13. Наконец, дабы те или иные предметы торговли воспринимать в историко-культурном смысловом контексте эпохи, было сочтено необходимым обращаться к различным, естественно-научным трактатам средневековья, например, по минералогии[216], дающим информацию о физических и метафизических свойствах драгоценных камней; по алхимии[217], содержащим сведения о металлах и красителях; по медицине и врачеванию[218], описывавшим свойства специй и продуктов питания, и некоторым другим.

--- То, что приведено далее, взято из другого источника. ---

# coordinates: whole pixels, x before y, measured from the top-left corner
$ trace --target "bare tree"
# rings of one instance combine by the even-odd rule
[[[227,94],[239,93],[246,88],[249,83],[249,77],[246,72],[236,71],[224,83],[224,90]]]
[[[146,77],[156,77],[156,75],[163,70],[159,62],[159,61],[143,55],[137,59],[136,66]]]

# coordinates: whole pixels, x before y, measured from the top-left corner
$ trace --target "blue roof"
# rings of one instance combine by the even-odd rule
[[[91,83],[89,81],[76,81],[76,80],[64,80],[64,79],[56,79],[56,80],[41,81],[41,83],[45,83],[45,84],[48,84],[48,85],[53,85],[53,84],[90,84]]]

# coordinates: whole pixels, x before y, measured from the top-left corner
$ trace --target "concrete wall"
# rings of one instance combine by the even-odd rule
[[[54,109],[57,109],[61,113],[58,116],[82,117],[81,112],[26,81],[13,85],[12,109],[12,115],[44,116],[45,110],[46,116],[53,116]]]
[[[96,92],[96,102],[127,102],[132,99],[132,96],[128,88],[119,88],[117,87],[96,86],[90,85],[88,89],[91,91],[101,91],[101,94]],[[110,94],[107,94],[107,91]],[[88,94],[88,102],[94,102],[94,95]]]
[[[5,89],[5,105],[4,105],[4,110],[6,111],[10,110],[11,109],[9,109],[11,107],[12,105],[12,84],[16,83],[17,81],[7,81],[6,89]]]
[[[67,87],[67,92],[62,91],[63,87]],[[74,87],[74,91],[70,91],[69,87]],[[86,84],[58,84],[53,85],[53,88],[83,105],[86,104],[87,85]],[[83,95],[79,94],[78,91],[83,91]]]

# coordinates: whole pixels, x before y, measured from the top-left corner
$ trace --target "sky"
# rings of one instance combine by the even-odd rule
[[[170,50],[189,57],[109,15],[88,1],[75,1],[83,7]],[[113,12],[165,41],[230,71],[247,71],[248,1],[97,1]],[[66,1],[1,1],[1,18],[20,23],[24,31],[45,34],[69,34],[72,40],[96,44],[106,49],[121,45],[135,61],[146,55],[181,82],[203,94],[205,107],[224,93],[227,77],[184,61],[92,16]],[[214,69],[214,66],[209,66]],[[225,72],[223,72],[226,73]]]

Весь этот источниковый материал вкупе с выше охарактеризованной историографией и позволяет рассчитывать на разрешение поставленных в исследовании целей и задач, об успешности чего судить ученой аудитории.

Глава I

Кафа на путях «из Варяг в Греки» и обратно

Выражение Нестора – «путь из варяг в греки» – стало литературной метафорой, приметой эпохи древнерусской героической саги. Думается, однако, что оно обладает достаточным историческим и культурным смыслом для описания явлений XIII–XV вв., когда утвердилась новая социополитическая реальность – Золотая Орда, как-будто бы занявшая то место, которое прежде занимала Византия, ибо при всех деформациях этого нового сосуществования жизненный уклад Руси, причем не только в его внутренней направленности, сохранил свою связь с никео-константинопольским культурным кругом[219]. Вслед за «кыянами», паломниками, в Константинополь и еще дальше – в Святые Земли, колыбель христианства, этот путь проделывали русские клирики, как, например, игумен Даниил или Игнатий Смолнянин, имевшие случай оставить известия о своих путешествиях[220], а еще чаще оставшиеся безмолвными торговые люди северных русских княжеств и земель, придавшие ему более широкое социальное звучание.

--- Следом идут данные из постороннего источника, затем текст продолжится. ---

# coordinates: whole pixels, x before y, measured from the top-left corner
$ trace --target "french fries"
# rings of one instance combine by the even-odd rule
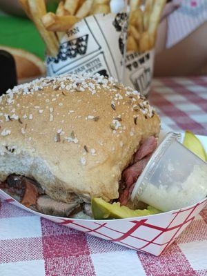
[[[79,0],[66,0],[64,8],[70,15],[74,15],[79,6]]]
[[[138,51],[139,48],[135,38],[132,35],[129,35],[127,39],[126,50],[127,51]]]
[[[57,8],[56,10],[56,14],[61,17],[70,14],[70,12],[68,12],[68,10],[66,9],[63,1],[61,1],[58,4]]]
[[[155,46],[157,29],[166,1],[146,0],[144,9],[141,8],[141,2],[140,0],[130,1],[127,49],[135,49],[135,41],[138,51],[141,52],[152,49]],[[132,46],[130,46],[130,43]]]
[[[161,12],[165,6],[165,4],[166,0],[156,0],[156,5],[154,4],[153,9],[150,17],[148,32],[150,35],[154,37],[153,43],[155,41],[157,29],[159,23]]]
[[[87,17],[90,12],[93,0],[86,0],[77,12],[76,16],[80,19]]]
[[[140,0],[130,0],[130,12],[134,12],[137,10],[141,4]]]
[[[28,0],[31,17],[39,32],[47,46],[49,55],[55,57],[58,52],[59,43],[55,34],[46,30],[41,23],[41,17],[46,14],[44,1]]]
[[[92,14],[100,13],[109,13],[110,7],[106,4],[96,4],[92,10]]]
[[[130,8],[128,51],[145,52],[155,46],[156,32],[166,0],[128,0]],[[88,15],[110,12],[110,0],[61,0],[56,12],[47,12],[44,0],[19,0],[47,46],[56,56],[66,32]]]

I. 1. Место Кафы в сообщениях между Севером и Югом

Вообще, путь «из варяг в греки» не сводим к какому-то одному маршруту, пусть и весьма интенсивному, будь то днепровский или донской. Он представляется широкой, зонной коммуникацией между Севером и Югом, в которой бассейн Черного моря с его исключительными навигационными возможностями занимал место своеобразного ускорителя, а Кафа являлась эпицентром.

Обозначенный путь с особой ролью незамерзающего черноморского порта Кафы[221] недооценивается рядом историков[222], отдающих предпочтение континентальному обмену, тогда как морские сообщения обладали колоссальными преимуществами в сравнении с сухопутными, позволяя перевозить в 100 раз больше груза, в 4–7 раз быстрее и с гораздо меньшими издержками[223].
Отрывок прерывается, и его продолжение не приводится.